AI Reliability Audit
A representative Sage Audit, with client identifiers redacted. This is the exact shape of what you receive: a scorecard, severity-ranked findings with evidence, a risk register, and a prioritized four-week remediation plan you could hand to any engineer.
● Client name, repository, and figures redacted / illustrative.
1 · Scorecard
| Dimension | Grade | One-line read |
|---|---|---|
| Reliability & evals | C+ | No regression suite on the RAG pipeline; quality measured by vibe. |
| Security & secrets | B- | Keys in env, but one provider key reachable from the client bundle. |
| Cost & latency | B | p95 latency 4.1s; ~40% spend on an oversized model for classify steps. |
| Data & retrieval | C | Chunking is naive; retrieval precision unmeasured; no citations stored. |
| Observability | D+ | No tracing on LLM calls; failures are invisible until a user reports them. |
| Architecture & scale | B+ | Clean service boundaries; a single synchronous path will cap throughput. |
2 · Findings
- critical
Provider API key reachable in the client bundle
The model provider key is referenced through a NEXT_PUBLIC_* variable and ships in the browser bundle, allowing anyone to spend against the account. Rotate immediately and proxy all model calls server-side.
- critical
No evaluation harness — quality is unmeasured
There is no offline eval set or scoring. Every prompt or model change is a blind deploy. A 40-case golden set with automated scoring would catch regressions before users do.
- high
Retrieval precision is unknown and likely low
Fixed 1,000-char chunking splits tables and code mid-structure.
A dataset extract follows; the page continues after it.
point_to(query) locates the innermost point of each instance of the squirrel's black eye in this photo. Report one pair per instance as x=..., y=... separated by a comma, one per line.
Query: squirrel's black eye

No retrieval metric is captured. Estimated 1 in 3 answers cites the wrong passage. Recommend semantic chunking + a retrieval@k measurement.
- high
Oversized model on cheap steps
The flagship model runs classification and routing that a small model handles at equal accuracy — ~40% of spend and ~1.2s of p95 latency for no quality gain.
- medium
No tracing on LLM calls
Failures, timeouts, and bad outputs are invisible. A single tracing layer (inputs, outputs, latency, cost per call) turns "a user complained" into a dashboard.
- medium
Synchronous single-path inference caps throughput
All requests share one synchronous path with no queue or backpressure. Under load, p95 degrades non-linearly. A job queue with graceful shutdown decouples spikes.
3 · Remediation plan
| Week 1 | Rotate the exposed key; move all model calls server-side behind a proxy. Stand up basic tracing. |
| Week 2 | Build a 40-case golden eval set + automated scoring wired into CI. Establish the baseline. |
| Week 3 | Swap the small-model classify/route steps; re-run evals to prove no quality loss + capture the cost delta. |
| Week 4 | Semantic chunking + retrieval@k measurement + stored citations. Re-score against the golden set. |
Every finding ships with the evidence behind it and a fix specific enough to act on this week — not a slide deck of generalities. That is the deliverable.